According to a recent survey, the number of young adults in England who report experiencing psychological distress has increased. As per study, 1 in 5 people between the ages of 18 and 24 reported having severe distress at the end of 2022, up from 1 in 7 in 2021.
According to the research, reports of extreme psychological distress increased across all age groups, with the exception of those over 65. Experts have pointed to the pandemic, cost of living and healthcare crisis.
Researchers used a point-based score during telephone interviews to assess severe distress for the survey. People had not necessarily sought clinical help or a diagnosis at this point. The research team, including academics from King’s College London and University College London (UCL), say the rise in reports needs to be urgently addressed.
Dr. Leonie Brose from King’s stated, “Over the last three years, a series of unprecedented events have contributed to a deterioration in people’s mental health, including a pandemic, a cost of living crisis, and a healthcare crisis.”

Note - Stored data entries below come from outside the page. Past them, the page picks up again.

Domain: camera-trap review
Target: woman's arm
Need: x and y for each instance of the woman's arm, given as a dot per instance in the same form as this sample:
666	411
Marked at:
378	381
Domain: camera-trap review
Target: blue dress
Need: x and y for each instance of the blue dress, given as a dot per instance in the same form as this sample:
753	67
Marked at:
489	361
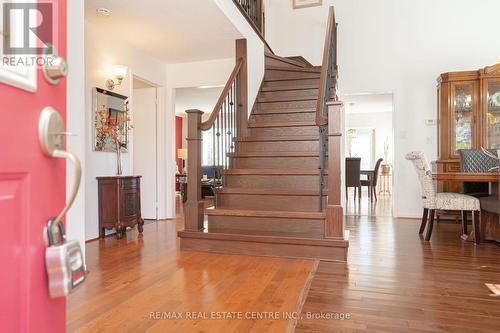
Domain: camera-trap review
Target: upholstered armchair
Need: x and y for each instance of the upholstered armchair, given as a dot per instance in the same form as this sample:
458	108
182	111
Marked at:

“Our study shows that England’s wellbeing is steadily getting worse.
“What’s required now is a strategy that puts equality, wellbeing and sustainability at the heart of society’s response.”
Between April 2020 and December 2022, researchers conducted a monthly telephone survey involving a total of 51,800 adults. Each month, they asked a new group of adults about the frequency of experiencing negative feelings in the last 30 days, including worthlessness, hopelessness, nervousness, and feeling so depressed that nothing could cheer them up.
Participants rated their feelings on a five-point scale, with higher scores categorizing them in the severe category. Overall, the proportion of people reporting severe distress increased from 5.7% to 8.3%, with some groups affected more than others, including participants from low-income backgrounds.
Meanwhile, the proportion of adults reporting any distress was about a third during this time – it dipped to 28% in May 2021 and rose back to 32% by the end of that year.
Commenting on the study, Prof Sir Simon Wessely, at the Institute of Psychiatry, Psychology and Neurosciences, King’s College London, said: “The strength of this study is that it is large, population based, and can look at trends over time.